Market

Lawan Disriminasi Sawit UE, RI Tunda Bahas Perjanjian Dagang

Terkait diskriminasi Uni Eropa terhadap produk sawit Indonesia, melalui EU Deforestation Free Regulation (EUDR), bakal direspons dengan penundaaan kerja sama perdagangan.

Menko Perekonomian, Airlangga Hartarto, mengatakan, negosiasi perdagangan bebas antara Indonesia dengan Uni Eropa akan ditunda sementara waktu. Pembahasan perdagangan bebas ini telah berjalan selama tujuh tahun, namun tak kunjung menelorkan sebuah keputusan. .

“Sambil menunggu kelonggaran aturan yang diberikan kepada produsen minyak sawit di bawah aturan baru. Kami akan tunggu tujuh tahun lagi,” ujar Menko Airlangga, Jakarta, dikutip Sabtu (3/6/2023).

Dia mengatakan, Indonesia dan Malaysia mengambil sikap tegas dengan menunda pembicaraan kerja sama perdagangan dengan Uni Eropa, sambil menunggu kelonggaran aturan EU Deforestation Free Regulation (EUDR).
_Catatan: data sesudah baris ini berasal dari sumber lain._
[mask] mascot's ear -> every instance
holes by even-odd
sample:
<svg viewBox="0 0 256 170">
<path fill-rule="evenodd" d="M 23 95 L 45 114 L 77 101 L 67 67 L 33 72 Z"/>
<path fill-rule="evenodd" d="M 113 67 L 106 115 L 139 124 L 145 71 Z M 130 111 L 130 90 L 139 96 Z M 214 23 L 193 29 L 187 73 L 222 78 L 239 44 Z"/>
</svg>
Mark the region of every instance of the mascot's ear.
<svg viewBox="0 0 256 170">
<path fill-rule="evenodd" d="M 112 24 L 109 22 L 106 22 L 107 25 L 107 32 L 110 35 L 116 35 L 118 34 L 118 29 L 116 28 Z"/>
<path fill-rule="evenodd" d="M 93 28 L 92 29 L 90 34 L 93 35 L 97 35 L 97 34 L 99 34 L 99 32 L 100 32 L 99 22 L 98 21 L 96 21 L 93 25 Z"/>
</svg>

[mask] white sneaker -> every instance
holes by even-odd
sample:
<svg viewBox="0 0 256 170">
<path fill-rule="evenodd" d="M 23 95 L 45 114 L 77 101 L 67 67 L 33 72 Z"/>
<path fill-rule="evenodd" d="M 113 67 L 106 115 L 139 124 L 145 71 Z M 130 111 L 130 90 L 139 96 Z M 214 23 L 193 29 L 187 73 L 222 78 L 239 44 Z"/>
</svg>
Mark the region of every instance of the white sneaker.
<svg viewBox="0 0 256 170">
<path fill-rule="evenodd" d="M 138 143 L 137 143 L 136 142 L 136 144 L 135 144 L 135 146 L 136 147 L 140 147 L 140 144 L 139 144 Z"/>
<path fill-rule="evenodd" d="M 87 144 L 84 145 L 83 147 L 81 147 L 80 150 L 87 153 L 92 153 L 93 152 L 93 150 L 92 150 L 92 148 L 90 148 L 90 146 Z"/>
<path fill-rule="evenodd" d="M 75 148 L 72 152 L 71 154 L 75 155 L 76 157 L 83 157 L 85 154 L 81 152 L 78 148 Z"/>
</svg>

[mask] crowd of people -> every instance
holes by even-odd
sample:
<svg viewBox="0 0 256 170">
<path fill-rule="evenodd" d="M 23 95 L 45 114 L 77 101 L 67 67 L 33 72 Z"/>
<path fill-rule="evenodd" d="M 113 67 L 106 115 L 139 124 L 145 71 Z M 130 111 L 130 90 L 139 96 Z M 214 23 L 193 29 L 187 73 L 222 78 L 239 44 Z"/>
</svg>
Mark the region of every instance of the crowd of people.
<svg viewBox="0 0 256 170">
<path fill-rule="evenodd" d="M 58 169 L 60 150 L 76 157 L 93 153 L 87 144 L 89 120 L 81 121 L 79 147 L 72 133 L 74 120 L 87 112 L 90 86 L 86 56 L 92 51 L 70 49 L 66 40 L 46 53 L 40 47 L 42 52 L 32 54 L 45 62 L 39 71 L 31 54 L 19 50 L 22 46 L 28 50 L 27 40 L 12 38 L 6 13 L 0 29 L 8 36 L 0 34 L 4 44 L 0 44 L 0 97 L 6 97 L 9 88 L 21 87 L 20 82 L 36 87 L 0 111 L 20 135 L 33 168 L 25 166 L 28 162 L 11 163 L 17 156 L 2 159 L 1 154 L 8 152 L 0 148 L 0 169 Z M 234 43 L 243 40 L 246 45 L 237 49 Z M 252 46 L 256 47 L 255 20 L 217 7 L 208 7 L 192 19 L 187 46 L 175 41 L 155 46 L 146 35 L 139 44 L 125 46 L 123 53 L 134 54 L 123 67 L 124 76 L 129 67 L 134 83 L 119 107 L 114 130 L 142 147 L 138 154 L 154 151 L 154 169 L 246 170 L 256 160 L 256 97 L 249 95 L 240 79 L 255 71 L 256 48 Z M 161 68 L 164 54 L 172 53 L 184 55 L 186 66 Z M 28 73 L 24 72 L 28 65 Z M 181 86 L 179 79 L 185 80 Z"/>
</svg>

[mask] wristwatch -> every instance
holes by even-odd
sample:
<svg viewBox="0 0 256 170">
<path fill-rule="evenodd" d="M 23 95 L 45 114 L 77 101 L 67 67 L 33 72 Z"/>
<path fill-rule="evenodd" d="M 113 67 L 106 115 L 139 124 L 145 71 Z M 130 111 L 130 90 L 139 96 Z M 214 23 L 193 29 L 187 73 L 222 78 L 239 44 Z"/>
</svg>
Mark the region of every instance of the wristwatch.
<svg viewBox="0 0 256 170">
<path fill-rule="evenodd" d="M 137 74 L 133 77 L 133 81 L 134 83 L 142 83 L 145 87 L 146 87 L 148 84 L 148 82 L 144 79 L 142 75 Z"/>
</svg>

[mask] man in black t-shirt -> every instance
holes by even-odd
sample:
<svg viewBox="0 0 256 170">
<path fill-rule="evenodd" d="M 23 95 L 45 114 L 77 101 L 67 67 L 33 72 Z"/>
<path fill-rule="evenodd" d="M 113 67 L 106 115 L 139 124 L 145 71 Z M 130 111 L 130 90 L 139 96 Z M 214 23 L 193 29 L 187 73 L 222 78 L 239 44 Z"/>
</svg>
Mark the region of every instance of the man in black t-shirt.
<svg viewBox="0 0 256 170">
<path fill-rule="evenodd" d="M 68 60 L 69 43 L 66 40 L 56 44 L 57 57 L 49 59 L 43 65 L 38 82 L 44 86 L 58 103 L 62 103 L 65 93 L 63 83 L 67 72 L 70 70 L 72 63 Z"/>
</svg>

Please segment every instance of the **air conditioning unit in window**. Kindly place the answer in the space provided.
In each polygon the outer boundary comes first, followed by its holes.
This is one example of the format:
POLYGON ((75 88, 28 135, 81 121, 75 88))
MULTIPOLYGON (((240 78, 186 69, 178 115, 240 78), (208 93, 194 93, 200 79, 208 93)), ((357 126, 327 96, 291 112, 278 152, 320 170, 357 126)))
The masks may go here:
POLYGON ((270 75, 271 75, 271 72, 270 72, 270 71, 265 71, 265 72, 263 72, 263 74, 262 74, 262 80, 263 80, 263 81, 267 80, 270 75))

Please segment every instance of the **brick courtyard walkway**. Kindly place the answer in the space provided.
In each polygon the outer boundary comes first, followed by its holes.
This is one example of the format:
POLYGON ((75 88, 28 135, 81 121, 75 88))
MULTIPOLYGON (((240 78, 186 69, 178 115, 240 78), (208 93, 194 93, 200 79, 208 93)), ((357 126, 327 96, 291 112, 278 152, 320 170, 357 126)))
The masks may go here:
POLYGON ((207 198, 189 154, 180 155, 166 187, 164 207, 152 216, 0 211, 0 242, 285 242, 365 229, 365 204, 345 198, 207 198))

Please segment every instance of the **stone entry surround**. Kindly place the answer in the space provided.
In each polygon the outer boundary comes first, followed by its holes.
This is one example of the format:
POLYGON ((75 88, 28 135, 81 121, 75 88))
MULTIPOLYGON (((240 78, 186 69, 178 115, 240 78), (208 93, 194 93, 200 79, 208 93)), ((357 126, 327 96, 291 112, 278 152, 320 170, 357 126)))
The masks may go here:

Kedua negara menginginkan perlakuan yang lebih adil kepada produsen minyak sawit yang terkena aturan baru tersebut.

Menko Airlangga mengatakan, kebijakan EUDR tersebut berpihak pada “perusahaan besar atau multinasional” yang mampu membayar tingkat birokrasi yang dituntut oleh peraturan tersebut.

Sebelumnya, deputy prime minister of Malaysia, Dato’ Sri Haji Fadillah bin Haji Yusof mengatakan, EUDR sangat diskirminatif dan tidak adil bagi petani Malaysia dan Indonesia. “EUDR ini bersifat hukuman dan tidak adil bagi petani di Malaysia dan Indonesia,” ujar Dato’ Sri Haji dikutip dari Financial Times saat berkunjung ke Brussel, Rabu (31/5/2023).

Dia mengatakan bahwa tawaran dari pejabat UE untuk memajukan pembicaraan tentang kesepakatan perdagangan dengan Malaysia akan bergantung pada tindakan apa yang diambil UE untuk meningkatkan perlakuan terhadap petani kecilnya.

Intervensi oleh kedua menteri tersebut adalah yang terbaru dari serangkaian perselisihan perdagangan antara negara-negara Asia Tenggara dan UE. Kedua belah pihak memiliki perselisihan terbuka dengan pihak lain yang sedang ditinjau oleh Organisasi Perdagangan Dunia.

Joint Mission Indonesia dan Malaysia ke Uni Eropa yang berlangsung pada 30 – 31 Mei 2023 di Brussels, Belgia, bertujuan untuk menyampaikan concern kedua negara mengenai European Union Deforestation Free Regulation (EUDR) yang dipandang dapat menghambat akses pasar komoditas kelapa sawit ke pasar Uni Eropa dan merugikan para petani kecil (smallholders) yang akan terbebani dengan persyaratan regulasi EUDR dimaksud.

Kegiatan utama Joint Mission yang dipimpin Menteri Koordinator Bidang Perekonomian RI Airlangga Hartarto dan Deputy Prime Minister/Minister of Plantation and Commodities of Malaysia Dato’ Sri Haji Fadillah Bin Haji Yusof adalah pertemuan dengan beberapa pejabat kunci Uni Eropa, di antaranya High Representative of the European Union for Foreign Affairs and Security Policy, Josep Borrell-Fontelles; Commissioner for the Environment, Oceans and Fisheries, Virginijus Sinkevicius; Executive Vice President–European Green Deal and Commissioner for Climate Action Policy, Frans Timmermans; Vice President of the European Parliament MEP, Heidi Hautala; serta Chair of International Trade/INTA Committee MEP, Bernd Lange.

Dalam pertemuan tersebut, hal yang dibahas antara lain menyangkut implementasi atau dampak dari EUDR terhadap akses pasar kelapa sawit ke Uni Eropa, penerapan country benchmarking (penerapan label high risk, standard, dan low risk kepada negara tertentu yang dinilai akan merusak citra), Geolocation Data (membebani smallholders dan isu keamanan data), pengakuan standar nasional/internasional sektor kelapa sawit sebagai langkah mitigasi dari EUDR (RSPO, ISPO dan MSPO), compatibility EUDR terhadap ketentuan WTO, serta komitmen Indonesia dan Malaysia dalam perlindungan hak-hak pekerja sesuai Konvensi ILO.